For Major contends that in the event of Brexit, there would be “a socking great hole in our public finances”, which means there would be no extra money to spend on the NHS, especially as our net contribution to the EU “is about one third” of the £350 million claimed by the Leave campaign.
The former Prime Minister said he is “angry at the way the British people are being misled”, and he certainly sounded it. Of Leave’s approach to the immigration issue, he said:
“I think their campaign is verging on the squalid.”
All this can be seen on the Andrew Marr Show, where Boris appeared some minutes later, sounding rather less angry. He nevertheless had to engage in some quite fancy footwork to parry the accusation that the Leave campaign has been spreading various bits of information which he and others know to be untrue.
So Boris said “we have lost control of that £350 million”. When challenged to justify a Leave poster which says “Turkey is joining the EU”, he replied that “Turkey has been joining the EU” for a very long time and it is still the British Government’s policy that Turkey should join, after which he sought, with characteristic ingenuity, to change the subject.
No one fights a war of movement with more brio than Boris does, but his dashes from one side of the battlefield to the other are sometimes almost as disconcerting to his friends as his enemies.
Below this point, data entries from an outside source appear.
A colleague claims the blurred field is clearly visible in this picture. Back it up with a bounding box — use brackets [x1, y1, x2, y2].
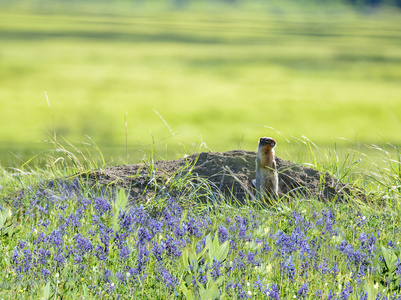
[0, 3, 401, 165]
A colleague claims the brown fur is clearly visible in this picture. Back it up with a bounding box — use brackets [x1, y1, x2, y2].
[255, 137, 279, 200]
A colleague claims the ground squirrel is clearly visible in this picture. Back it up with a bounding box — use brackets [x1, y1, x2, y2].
[255, 137, 279, 200]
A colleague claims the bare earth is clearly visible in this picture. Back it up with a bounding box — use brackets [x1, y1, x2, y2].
[84, 150, 366, 204]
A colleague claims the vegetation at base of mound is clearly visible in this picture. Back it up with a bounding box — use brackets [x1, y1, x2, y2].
[1, 140, 401, 299]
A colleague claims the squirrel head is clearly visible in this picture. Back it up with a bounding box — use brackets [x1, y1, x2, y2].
[258, 137, 276, 150]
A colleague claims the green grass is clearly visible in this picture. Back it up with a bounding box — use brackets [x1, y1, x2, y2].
[1, 4, 401, 165]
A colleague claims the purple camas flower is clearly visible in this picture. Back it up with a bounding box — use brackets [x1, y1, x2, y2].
[274, 230, 296, 255]
[118, 209, 136, 232]
[95, 244, 109, 261]
[54, 249, 66, 266]
[318, 260, 329, 274]
[18, 240, 27, 250]
[340, 283, 353, 300]
[148, 219, 163, 236]
[298, 283, 309, 298]
[103, 269, 112, 283]
[41, 268, 50, 277]
[94, 197, 112, 216]
[48, 229, 64, 248]
[281, 256, 296, 282]
[133, 245, 149, 275]
[261, 241, 271, 253]
[184, 216, 204, 238]
[74, 234, 93, 254]
[229, 223, 237, 233]
[321, 209, 336, 234]
[238, 224, 248, 240]
[331, 260, 339, 277]
[39, 220, 50, 228]
[247, 251, 259, 266]
[197, 268, 207, 284]
[254, 275, 262, 291]
[174, 225, 185, 239]
[167, 197, 182, 218]
[78, 196, 92, 210]
[37, 247, 50, 265]
[165, 235, 182, 258]
[227, 282, 249, 299]
[210, 260, 223, 279]
[119, 246, 131, 260]
[99, 226, 114, 248]
[218, 226, 229, 243]
[66, 212, 81, 228]
[300, 259, 309, 278]
[232, 254, 246, 272]
[137, 227, 153, 246]
[338, 240, 367, 269]
[266, 284, 280, 300]
[115, 271, 125, 282]
[359, 292, 368, 300]
[73, 253, 83, 265]
[327, 290, 335, 300]
[115, 231, 129, 249]
[315, 289, 322, 298]
[395, 259, 401, 277]
[163, 210, 179, 232]
[158, 266, 178, 290]
[359, 232, 377, 256]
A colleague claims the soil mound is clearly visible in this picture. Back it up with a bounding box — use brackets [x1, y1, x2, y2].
[84, 150, 365, 204]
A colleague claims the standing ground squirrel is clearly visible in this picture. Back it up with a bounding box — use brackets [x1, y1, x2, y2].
[255, 137, 279, 200]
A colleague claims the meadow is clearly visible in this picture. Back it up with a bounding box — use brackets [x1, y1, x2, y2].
[1, 2, 401, 299]
[0, 2, 401, 165]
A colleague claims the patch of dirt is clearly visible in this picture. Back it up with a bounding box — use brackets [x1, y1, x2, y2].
[83, 150, 366, 204]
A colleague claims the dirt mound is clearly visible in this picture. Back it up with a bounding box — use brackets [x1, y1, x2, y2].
[84, 150, 366, 204]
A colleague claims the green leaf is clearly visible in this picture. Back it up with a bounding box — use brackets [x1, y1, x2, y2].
[185, 274, 192, 286]
[206, 270, 212, 283]
[181, 280, 189, 294]
[182, 248, 190, 270]
[116, 188, 129, 210]
[39, 281, 51, 300]
[198, 240, 210, 261]
[213, 231, 220, 251]
[189, 249, 199, 272]
[0, 208, 11, 229]
[214, 276, 225, 287]
[200, 282, 220, 300]
[363, 279, 378, 300]
[205, 233, 213, 252]
[381, 246, 398, 272]
[0, 211, 4, 229]
[213, 241, 229, 262]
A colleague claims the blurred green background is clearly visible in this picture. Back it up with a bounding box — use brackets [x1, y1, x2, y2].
[1, 0, 401, 166]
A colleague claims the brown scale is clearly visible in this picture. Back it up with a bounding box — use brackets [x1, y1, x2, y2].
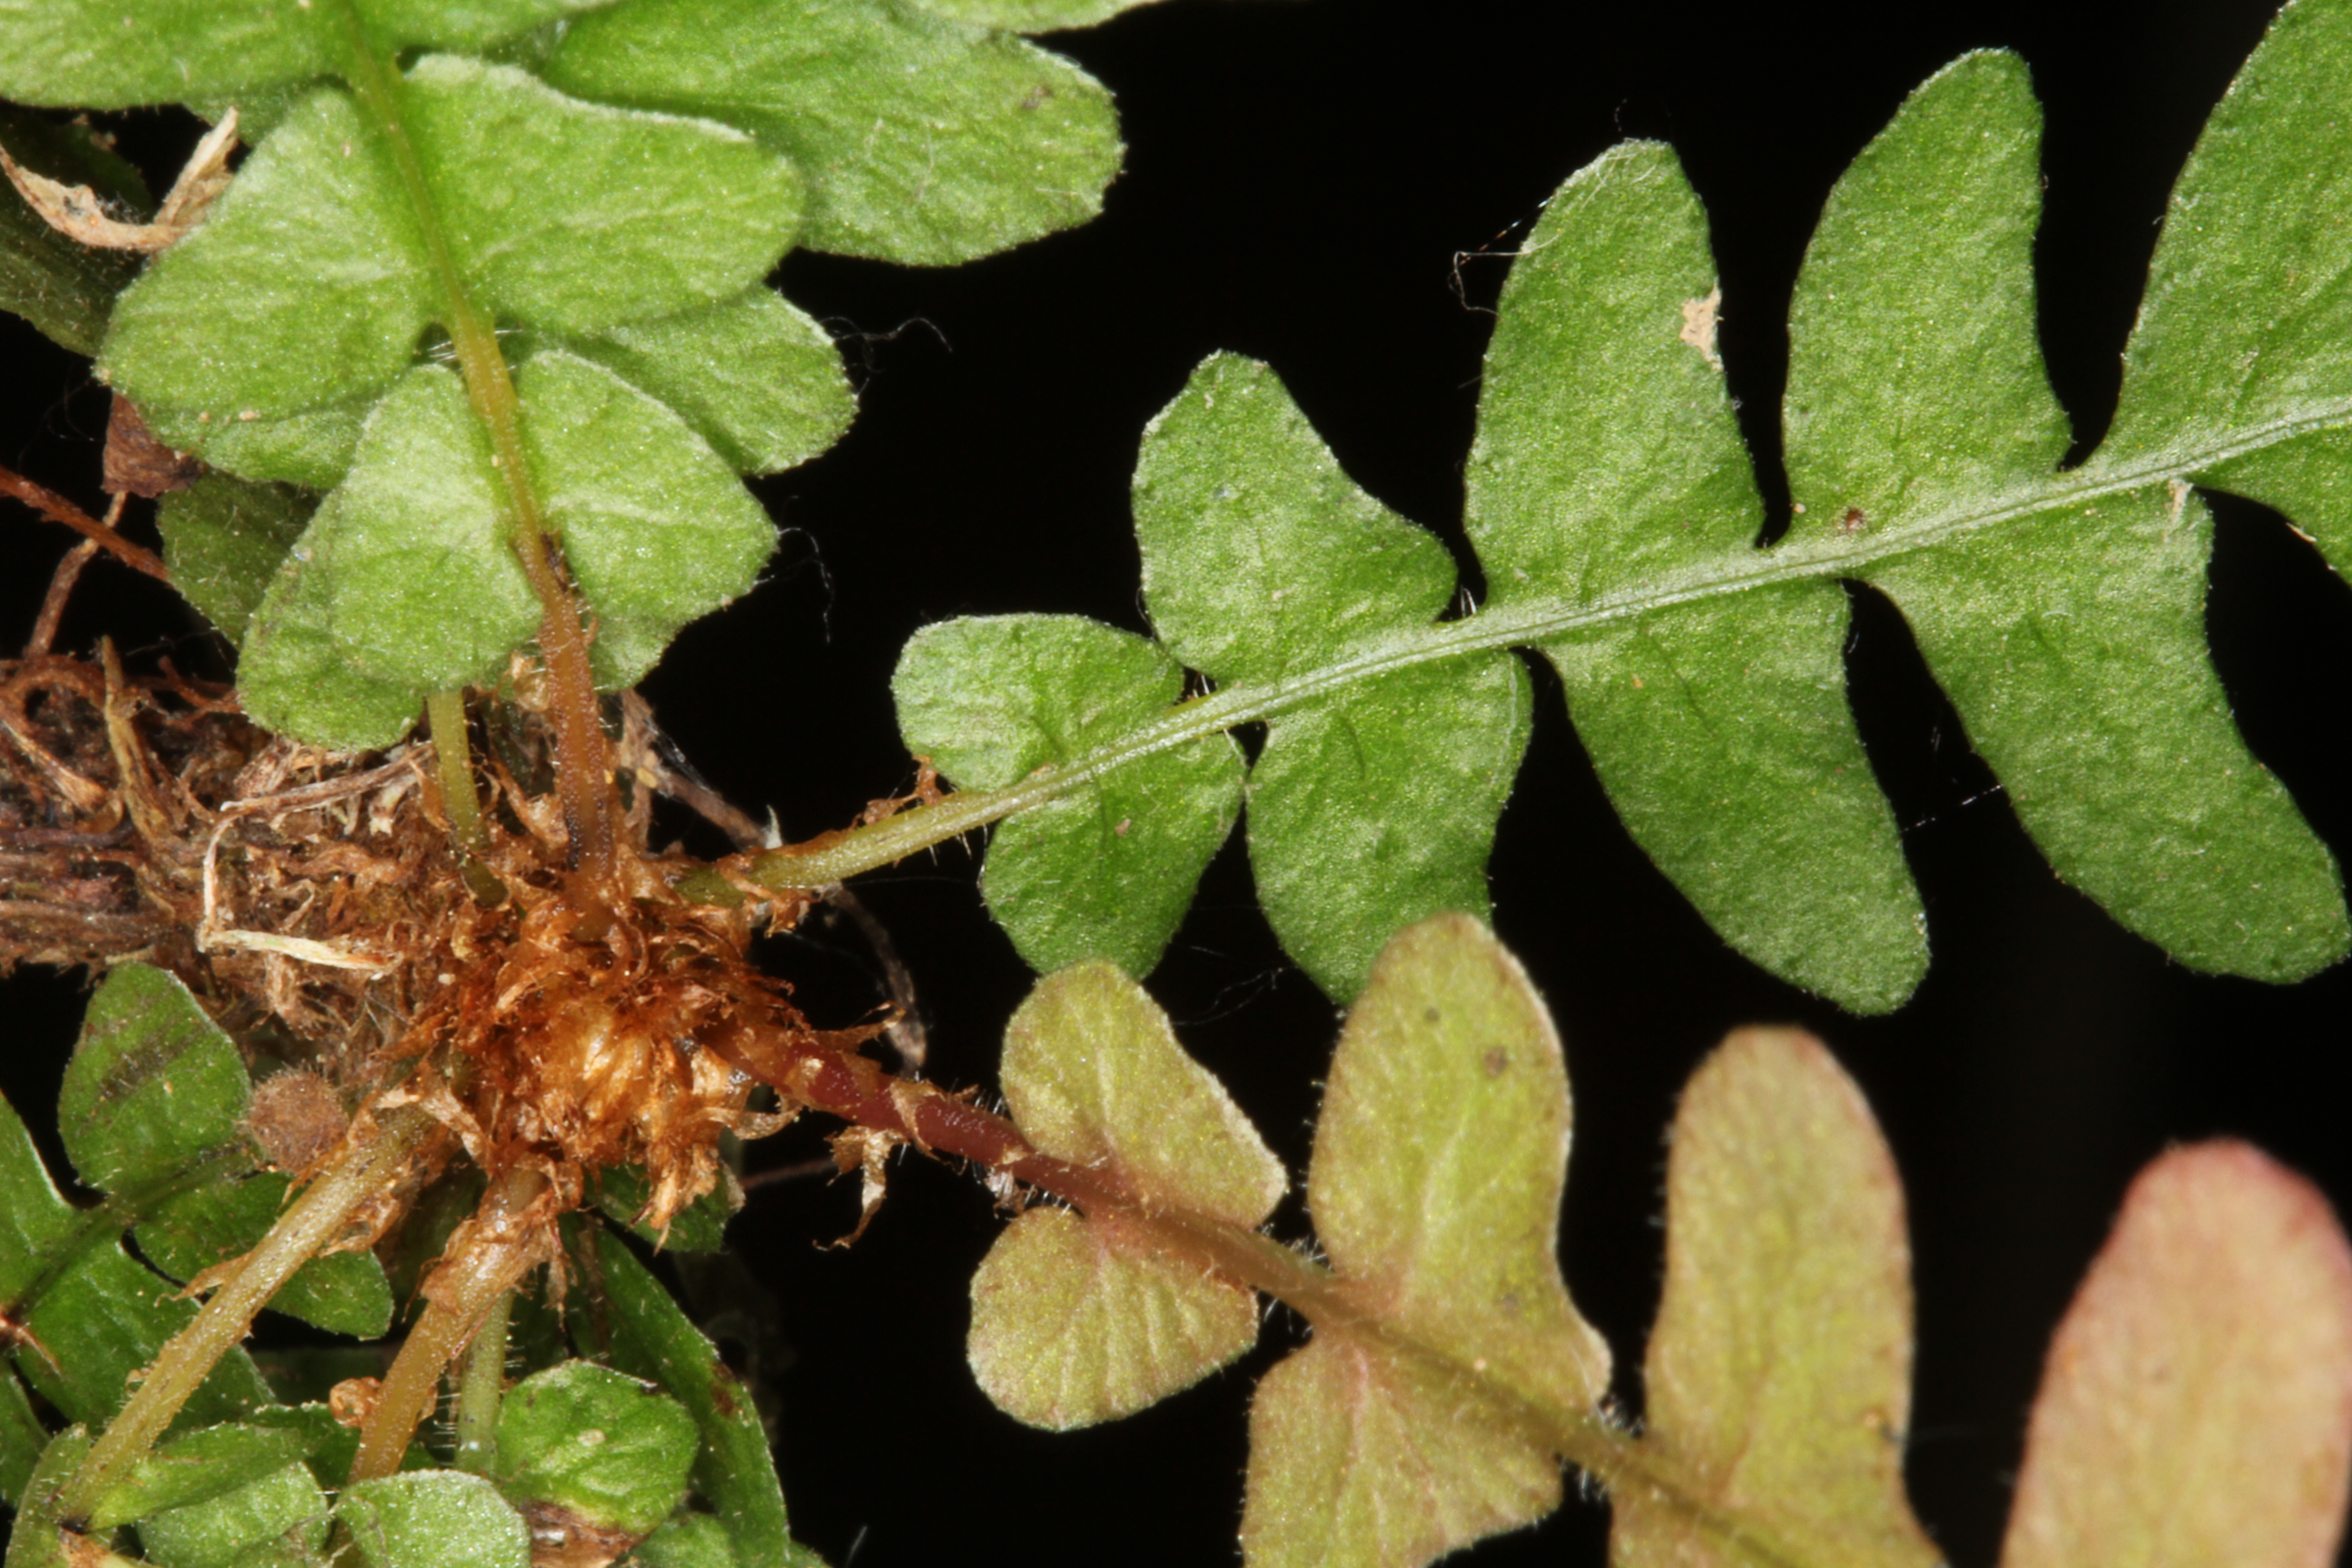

The only statement by Boris which I found myself in a position to check by personal observation was his explanation of why, when describing what he thinks will happen to the British economy after Brexit, he has decided to replace the Nike tick (which goes down before it goes up) with a hockey stick.
According to Boris:
“If you study a hockey stick closely, it just goes up.”
Now I happen to have a hockey stick, recently purchased by one of the sportier members of my family, standing beside my desk. In the vertical position, the end with with you hit (or try to hit) the ball undoubtedly goes down before it goes up. Only if one holds the stick in a very odd, and for hockey-playing purposes quite impractical, position can one get the whole thing going up.
So although I don’t wish to be pedantic about this, I have to say that Boris is wrong on this question.
It also distresses me to hear all this stuff from the Leave campaign about spending more money on the NHS. To me, that just smacks of an intellectually dishonest attempt at electoral bribery.
If we left the EU, we might or might not be able to spend more money on the NHS, which might or might not be a good thing to do. But the main benefit would be to become once more a self-governing nation: the argument put with marvellous clarity, but distinct lack of success, by Enoch Powell and others in the 1970s.
Suppose Brexit wins the referendum with English votes, but against the wishes of other parts of the United Kingdom. What then? Might the nation, so dear to Unionists such as Powell, be endangered even more gravely by a No vote than by staying in the EU?
These are deep questions, which may take generations to resolve. Meanwhile the two sides grow more and more heated, fling ever worse insults at each other (see the Sunday papers passim), and forget the doubts and perplexities of the millions of voters who have not yet made up their minds.